Let’s explore the list of skills in the library: collectBamboo, collectFiveCactusBlocks, … cookPorkchops, cookSevenMutton, … craftBucket, craftChest, craftIronAxe, (and huge number of other crafting skills), equipIronSword, …mineFiveCoalOres, mineFiveIronOres, … smeltFiveRawIron, … One skill that sounds more interesting is fillBucketWithWater, but it is also a pretty straightforward wrapper of exploreUntil, findBlock, pathfinder, etc. The main question is — do we really need all these “skills”? An agent capable of declarative reasoning can figure out on fly how to do any of these tasks represented as goals without expensive training, search, or huge tensor calculations. It should also be noted that a lot of examples of skills (i.e., pieces of code) are fed to GPT-4 in order to make GPT-4 capable of writing similar skills.

Another major issue with competing all these tasks via stand-alone imperative skills is that execution of each of them is blocking. Voyager doesn’t reason, plan and replan at runtime taking the current situation into account. Humans possess much finer-grained symbolic control over motor skills. If the agent is executing mineFiveCoalOres in context of larger imperative skill of crafting iron pickaxe for getting a diamond and runs near a diamond item lying on the ground, it will just ignore this diamond. Such an imperative skill will not ever try to pick a diamond before mining diamond ore if such the possibility is not explicitly coded. This behavior looks not too intelligent, but does it matter if Voyager can acquire a diamond?

Field Trials

Unexpected situations leading to impasses appear more frequently than that leading to shortcuts, and imperative skills are prone to getting stuck, and one can wonder how Voyager overcomes this. Of course, Voyager doesn’t try to come up with exploreUntil function by itself, and uses a polished handcrafted code. Otherwise, it would get stuck too often. It also executes skills for a limited amount of time, so it doesn’t stay stuck forever. However, such cases are not infrequent. For example, Voyager got stuck for almost 10 minutes even using the teleport cheat (for local movement) in our third run.

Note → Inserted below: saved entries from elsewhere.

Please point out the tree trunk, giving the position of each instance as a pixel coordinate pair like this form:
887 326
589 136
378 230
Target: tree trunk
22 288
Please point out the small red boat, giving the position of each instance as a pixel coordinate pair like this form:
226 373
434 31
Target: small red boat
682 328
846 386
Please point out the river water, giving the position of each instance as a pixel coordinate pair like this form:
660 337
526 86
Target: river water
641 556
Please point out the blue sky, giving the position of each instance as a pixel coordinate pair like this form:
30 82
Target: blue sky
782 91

Voyager got stuck for 10 minutes even using the teleport cheat

It also appears that Voyager uses findBlocks with maxDistance=32 meaning that it sees through all other blocks and can “notice” coal, iron or diamond ore at 32 blocks distance, so it doesn’t need to search for blocks, but goes directly to them with the use of Mineflayer’s pathfinder. There is a chance of the block to be not found, and Voyager relocates to make a try in a different place, but this is also hand-coded.

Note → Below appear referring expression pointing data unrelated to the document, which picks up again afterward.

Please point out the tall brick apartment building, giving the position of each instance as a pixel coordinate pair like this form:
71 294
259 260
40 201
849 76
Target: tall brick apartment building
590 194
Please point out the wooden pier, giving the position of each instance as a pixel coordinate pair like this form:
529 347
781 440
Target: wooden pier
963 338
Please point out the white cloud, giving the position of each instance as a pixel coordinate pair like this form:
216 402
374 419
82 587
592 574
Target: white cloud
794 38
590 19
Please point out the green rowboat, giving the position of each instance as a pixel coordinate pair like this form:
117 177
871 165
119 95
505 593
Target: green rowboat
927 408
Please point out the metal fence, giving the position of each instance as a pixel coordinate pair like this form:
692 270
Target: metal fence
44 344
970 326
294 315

If we allow our agent to “notice” iron and diamond ore (but not other blocks) similar to findBlocks without teleport and other cheats, it will be able to acquire a diamond faster than Voyager.

Voyager obtaining a diamond (frames when the server is paused are not recorder; real time is about 1 hour)

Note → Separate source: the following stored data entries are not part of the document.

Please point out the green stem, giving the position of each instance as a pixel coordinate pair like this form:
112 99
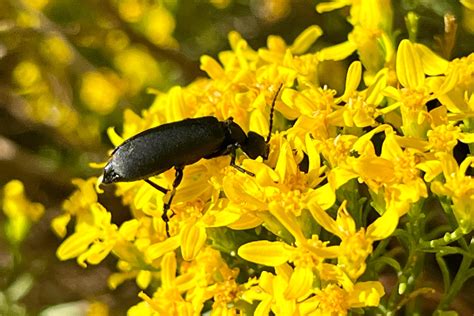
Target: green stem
463 274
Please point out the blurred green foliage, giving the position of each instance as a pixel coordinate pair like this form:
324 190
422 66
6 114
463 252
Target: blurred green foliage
69 68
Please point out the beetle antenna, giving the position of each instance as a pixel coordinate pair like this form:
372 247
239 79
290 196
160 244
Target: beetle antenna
271 113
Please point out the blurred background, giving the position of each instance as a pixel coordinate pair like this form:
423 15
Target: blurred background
69 68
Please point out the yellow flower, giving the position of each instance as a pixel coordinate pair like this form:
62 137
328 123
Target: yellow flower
355 245
334 300
359 108
459 187
412 64
20 211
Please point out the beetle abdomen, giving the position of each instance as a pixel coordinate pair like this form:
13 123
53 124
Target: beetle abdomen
158 149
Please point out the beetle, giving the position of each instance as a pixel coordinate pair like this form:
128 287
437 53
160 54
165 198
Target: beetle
179 144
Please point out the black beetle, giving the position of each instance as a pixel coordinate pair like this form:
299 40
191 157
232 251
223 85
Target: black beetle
179 144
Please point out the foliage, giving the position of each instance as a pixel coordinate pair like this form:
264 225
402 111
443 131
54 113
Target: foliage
365 185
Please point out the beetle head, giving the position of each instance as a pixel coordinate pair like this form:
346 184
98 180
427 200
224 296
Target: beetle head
255 146
110 175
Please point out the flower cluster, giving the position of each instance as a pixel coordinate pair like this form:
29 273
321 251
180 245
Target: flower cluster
343 170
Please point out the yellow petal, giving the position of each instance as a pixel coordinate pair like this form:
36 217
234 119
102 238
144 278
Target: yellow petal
168 270
337 52
409 67
366 294
354 75
76 244
144 279
265 252
159 249
383 226
300 283
306 39
59 223
433 64
193 238
323 218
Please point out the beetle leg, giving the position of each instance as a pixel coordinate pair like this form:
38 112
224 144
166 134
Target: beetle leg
233 164
177 180
156 186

Eventually, is acquiring a diamond by Voyager a considerable achievement? We would say — not really. It is not practical at the moment. Voyager pauses the Minecraft server and spends an order of magnitude more time on thinking that on playing the game itself. And it also costs money for GPT-4 API calls. Its training is much more costly than writing a better skill library manually (especially taking into account that examples of skills are written manually), and still its behavior is far from perfect even with cheats. Its architecture doesn’t seem like a step towards AGI as well. It still has its merit as an example of:

  • Usage of information possesses by GPT-4 about specific domain;
  • A capability of GPT-4 to write programs with calls to custom libraries described via prompts;
  • A possibility of such usage of GPT-4 that connects domain knowledge to program code.

It would be interesting if GPT-4 could make a real contribution as a part of neural-symbolic architecture with declarative knowledge and reasoning component.